Read The Great Divide a novelette Page 2


  His wife pulled back the blankets. The light in the room proved softer now, incandescent. Twilight had found him again.

  “It must be suffocating under there,” she said. Her cold hands folded back the duvet.

  He clung to the flannel sheet and felt disappointed; still lying here, occupying a body that betrayed him with each breath. On the bedside table, he noticed a paper plate with a peanut butter sandwich cut in half.

  “Hungry?”

  “No, thanks,” his voice rasped, as dry and cracked as desert leather. When had he last spoken?

  “I forgot to tell you,” she said, rearranging the blankets, flattening them out, dust pluming out of them. “You got a card yesterday.”

  “A card?”

  “There’s no return address.” She held it out to him, waiting for him to reach for it. But he didn’t. He closed his eyes. “It’s here by the clock radio. Do you need anything?”

  He shook his head almost imperceptibly. She sighed heavily and left the room, pulling the door half closed. He listened to the stairs creak and her footfalls faded.
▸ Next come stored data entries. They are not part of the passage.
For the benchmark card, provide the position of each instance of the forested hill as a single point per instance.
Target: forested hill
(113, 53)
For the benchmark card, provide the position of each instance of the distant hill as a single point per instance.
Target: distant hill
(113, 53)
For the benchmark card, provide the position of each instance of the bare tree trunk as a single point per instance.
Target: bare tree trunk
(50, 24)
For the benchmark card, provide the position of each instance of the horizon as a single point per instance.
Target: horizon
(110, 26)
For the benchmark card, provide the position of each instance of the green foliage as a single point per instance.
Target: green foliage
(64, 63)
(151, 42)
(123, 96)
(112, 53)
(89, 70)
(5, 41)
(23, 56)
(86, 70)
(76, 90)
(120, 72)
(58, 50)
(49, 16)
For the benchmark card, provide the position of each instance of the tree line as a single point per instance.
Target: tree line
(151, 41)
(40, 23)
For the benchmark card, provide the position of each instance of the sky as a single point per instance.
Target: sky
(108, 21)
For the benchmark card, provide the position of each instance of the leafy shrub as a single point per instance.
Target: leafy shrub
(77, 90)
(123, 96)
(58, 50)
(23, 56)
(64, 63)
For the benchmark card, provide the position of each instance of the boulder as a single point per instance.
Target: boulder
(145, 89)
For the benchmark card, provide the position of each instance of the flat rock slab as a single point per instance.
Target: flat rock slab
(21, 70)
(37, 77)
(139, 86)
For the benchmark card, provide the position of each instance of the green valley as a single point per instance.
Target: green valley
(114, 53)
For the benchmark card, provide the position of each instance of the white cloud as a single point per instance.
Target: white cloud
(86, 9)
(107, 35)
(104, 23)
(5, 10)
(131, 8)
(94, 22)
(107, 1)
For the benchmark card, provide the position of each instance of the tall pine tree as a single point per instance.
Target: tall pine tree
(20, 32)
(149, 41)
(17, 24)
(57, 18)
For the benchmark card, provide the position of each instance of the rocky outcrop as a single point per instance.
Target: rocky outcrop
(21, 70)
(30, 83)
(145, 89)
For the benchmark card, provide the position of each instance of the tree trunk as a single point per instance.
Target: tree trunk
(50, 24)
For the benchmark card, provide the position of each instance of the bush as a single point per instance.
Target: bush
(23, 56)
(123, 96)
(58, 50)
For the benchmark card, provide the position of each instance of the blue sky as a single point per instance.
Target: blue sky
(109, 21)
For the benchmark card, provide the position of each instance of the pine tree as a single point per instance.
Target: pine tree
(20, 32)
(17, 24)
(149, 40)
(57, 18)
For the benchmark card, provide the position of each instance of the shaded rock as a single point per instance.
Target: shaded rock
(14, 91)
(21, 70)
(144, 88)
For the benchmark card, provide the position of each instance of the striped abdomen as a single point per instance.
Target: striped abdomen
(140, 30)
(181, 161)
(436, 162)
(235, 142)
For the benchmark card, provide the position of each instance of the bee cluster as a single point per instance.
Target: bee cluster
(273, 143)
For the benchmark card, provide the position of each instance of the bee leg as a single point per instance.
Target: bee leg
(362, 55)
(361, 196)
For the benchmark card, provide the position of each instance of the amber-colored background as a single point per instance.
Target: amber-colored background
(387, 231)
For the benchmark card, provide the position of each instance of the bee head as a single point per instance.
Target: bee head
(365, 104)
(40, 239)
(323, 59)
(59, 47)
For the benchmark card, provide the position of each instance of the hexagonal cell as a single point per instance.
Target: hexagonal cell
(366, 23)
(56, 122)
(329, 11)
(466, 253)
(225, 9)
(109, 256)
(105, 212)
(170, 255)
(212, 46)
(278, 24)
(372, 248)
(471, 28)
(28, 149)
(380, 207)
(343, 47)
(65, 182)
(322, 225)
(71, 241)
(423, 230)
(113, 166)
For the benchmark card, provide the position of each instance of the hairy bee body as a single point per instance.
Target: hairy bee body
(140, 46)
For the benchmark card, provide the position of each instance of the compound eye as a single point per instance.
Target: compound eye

  He hard eyed the envelope, really not interested in a card from some do-gooder, probably from the church. Someone who barely knew him, requesting that he get well soon. He wondered, about the possibility of someone’s well-wishes superseding his own desire to be released from this life. Maybe he really didn’t want to get well. He fell asleep again.

  Much later, the volume of the television rose a few notches, waking him. Against the clock radio that blinked 12:00, leaned a square, turquoise envelope. He reached for it. His arm ached with the mere effort, but he picked it up and brought it to his eyes, noting the handwritten address. It took him a full minute to open it, but finally, he freed the card. Who sent it?

  Heard you were feeling under the weather… His hands trembled. The image on the front of the card was a yellow raincoat hung on a hook and wet, red boots. Who would send such a silly card? He opened it and readjusted his eyes.

  “We miss you at the book group and hope you are on the road to recovery.

  P.S. I’d love to take you to lunch when you are up to it, my treat.

  Dacey.”

  He found himself smiling. For the first time in three months, Terry sat up in bed.

  Chapter 3

  We drink our beers in relative silence, the windsurfer and I, sitting like two old friends who know each other so intimately that even silence speaks for them. We haven’t even learned each other’s names. Except that he arrived just as the tide reversed. I really don’t know much about him except he’s in fantastic shape, he surfs and drinks Corona.

  It occurs to me that not a single living person knows I’m here. I wonder if my phone lies in the bottom of my straw bag and I don’t really care. With it not ringing, I consider the possibility that I forgot it at the office… In my peripheral view, he turns slightly to look at me, studying me, I suppose. I do the same when I think he isn’t watching.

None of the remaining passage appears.